Most organizations don’t want to wait that long for new sales and proposal team members to start hitting sales targets. That’s where automation comes in.
New revenue team hires need help
It’s important to remember that three months until full productivity is just an average.
For some longer sales cycles, it can take between six and nine months. Even experienced salespeople, sales engineers, and proposal writers can take a while to help your organization hit revenue goals, and if you’re hiring entry-level people, it can take even longer. The Sales Management Association (SMA) puts the number at 11 months. Rain Group breaks it down further: although sellers might be ready to talk to customers in three months, they’re not competent to perform until nine months out, and the success of new talent depends heavily on their manager. New sales personnel with weak management are 240% less likely to become top performers.
Automation is a way to help with onboarding and keep your hires on track to making their sales goals.
How can automation help new sales hires?
- Information is available when your new hires need it: One of the most difficult parts of a new job is learning the ropes. A content library like the one created by Ombud puts information at your employees’ fingertips. Even your newest hires will be able to find the information they need quickly when talking to prospects or writing a bid. Eventually they may know the answers by heart, but at the start, they’ll know where to find the information they need.

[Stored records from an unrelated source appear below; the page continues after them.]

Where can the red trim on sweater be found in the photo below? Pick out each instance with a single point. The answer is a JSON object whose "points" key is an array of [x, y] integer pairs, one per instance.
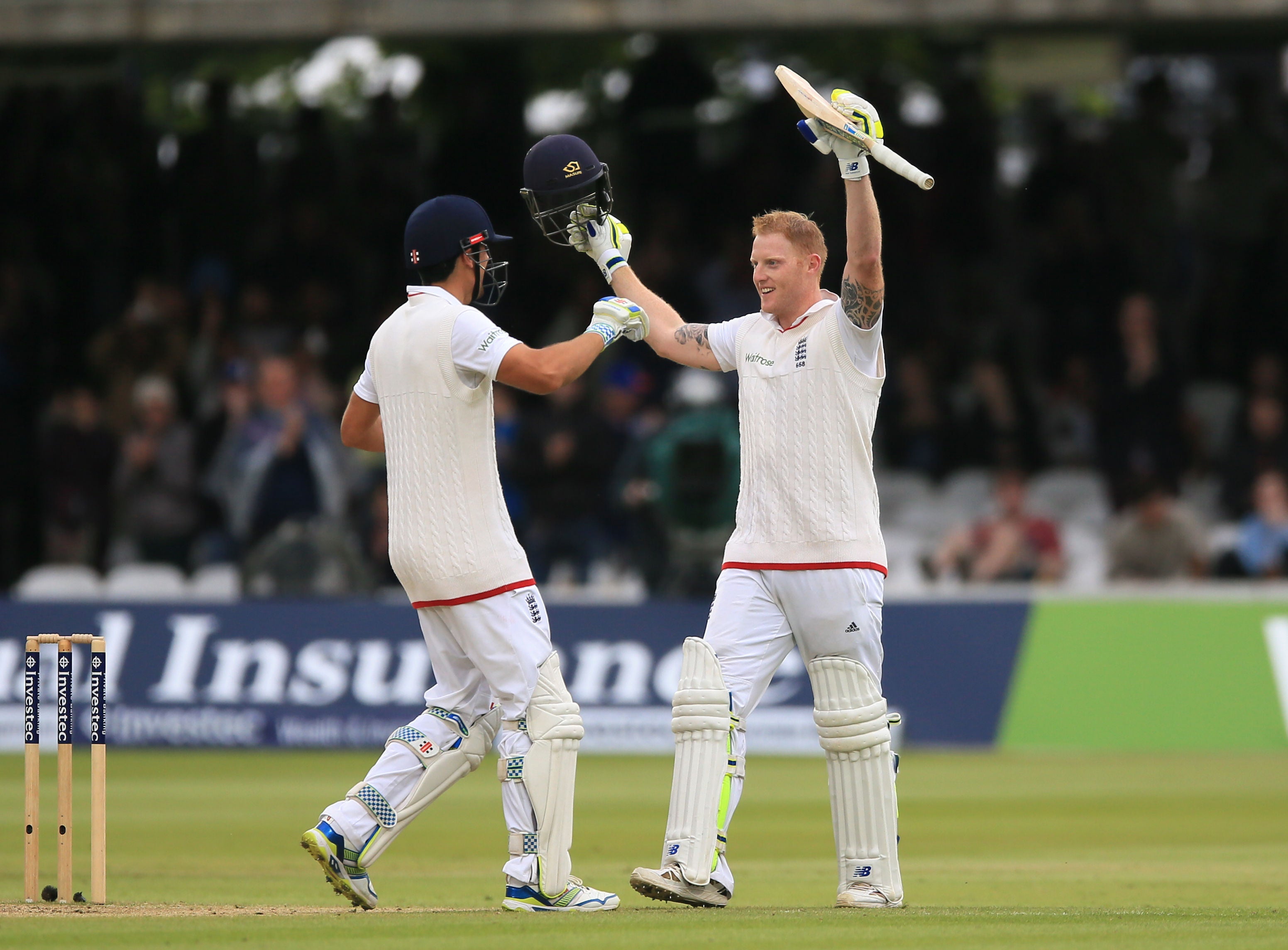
{"points": [[469, 598], [824, 566]]}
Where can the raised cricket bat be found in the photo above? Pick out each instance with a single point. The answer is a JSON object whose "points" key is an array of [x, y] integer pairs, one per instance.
{"points": [[816, 106]]}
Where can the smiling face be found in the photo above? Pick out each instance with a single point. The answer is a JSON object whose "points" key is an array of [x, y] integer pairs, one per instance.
{"points": [[786, 278]]}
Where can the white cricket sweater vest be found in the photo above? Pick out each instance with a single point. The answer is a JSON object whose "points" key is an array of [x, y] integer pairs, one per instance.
{"points": [[450, 533], [808, 498]]}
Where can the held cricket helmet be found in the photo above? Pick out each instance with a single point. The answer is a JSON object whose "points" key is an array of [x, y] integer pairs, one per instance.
{"points": [[561, 173], [442, 230]]}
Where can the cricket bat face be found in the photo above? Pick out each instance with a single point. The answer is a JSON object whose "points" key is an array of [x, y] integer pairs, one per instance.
{"points": [[814, 106], [821, 110]]}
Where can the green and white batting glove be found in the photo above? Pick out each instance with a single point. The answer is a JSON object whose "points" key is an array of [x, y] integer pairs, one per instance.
{"points": [[615, 317], [607, 242], [852, 157]]}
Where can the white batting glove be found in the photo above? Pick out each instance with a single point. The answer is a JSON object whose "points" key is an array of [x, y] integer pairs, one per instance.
{"points": [[607, 242], [852, 157], [615, 317]]}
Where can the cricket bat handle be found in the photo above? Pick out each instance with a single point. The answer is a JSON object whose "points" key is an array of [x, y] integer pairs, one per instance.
{"points": [[899, 165]]}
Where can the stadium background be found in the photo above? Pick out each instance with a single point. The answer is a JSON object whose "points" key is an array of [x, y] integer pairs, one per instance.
{"points": [[200, 212]]}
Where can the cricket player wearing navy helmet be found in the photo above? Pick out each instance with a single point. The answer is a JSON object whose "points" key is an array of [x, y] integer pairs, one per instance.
{"points": [[805, 566], [425, 401]]}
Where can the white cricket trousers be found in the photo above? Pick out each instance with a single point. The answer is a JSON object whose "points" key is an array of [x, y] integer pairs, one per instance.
{"points": [[759, 616], [482, 653]]}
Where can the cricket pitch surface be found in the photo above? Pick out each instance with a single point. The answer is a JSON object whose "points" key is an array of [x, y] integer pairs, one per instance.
{"points": [[1000, 850]]}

- It keeps institutional knowledge in house: Former team members knew your product and your customers backward and forward, but once they packed up and went to another job, that information went with them. A searchable content library keeps that information in the organization, where new hires can find it. (It also keeps you from wanting to pick up the phone and call your former team members for help, even though they no longer work with you.)
- It breaks down silos: Your newest hires don’t know where they need to go to find the information they need for their bid. They don’t know which SMEs are most responsive, or who to talk to when their go-to person is on vacation. Having a central content library means that all the information is accessible, no matter how new your team member is, or who is out sick.
- It makes writing proposals easier: When your newest hire has to write their first proposal, Ombud helps them by allowing them to use a template and tagged data that fits what they’re writing. Using machine learning, Ombud suggests the best content for their bid, taking the first pass at building a draft so your new hire doesn’t have to put a proposal together from scratch. Then they can use that draft as the first step in their writing process, iterating on it with existing team members until it’s customized to the client and ready to be sent out.
- It keeps training fresh in their minds: Even if you have invested heavily in training your newest hires, they’ll need that information reinforced daily. According to research, 87% of sales training content is forgotten within one month. Having a content library available allows your newest hires to reach for the information they need when they need it.
Sales professionals are burnt out, automation can help
Sales turnover is a constant issue for revenue teams, but lately, the turnover for sales professionals has been higher than usual because sales pros are in demand. According to LinkedIn, sales turnover was up 39% in 2021.
Revenue professionals are leaving work for many reasons, including burnout. The best thing you can do to keep those team members is to support them, from the moment they’re hired throughout their time without. Automation can help you do that by enabling the people who most need it: your new hires.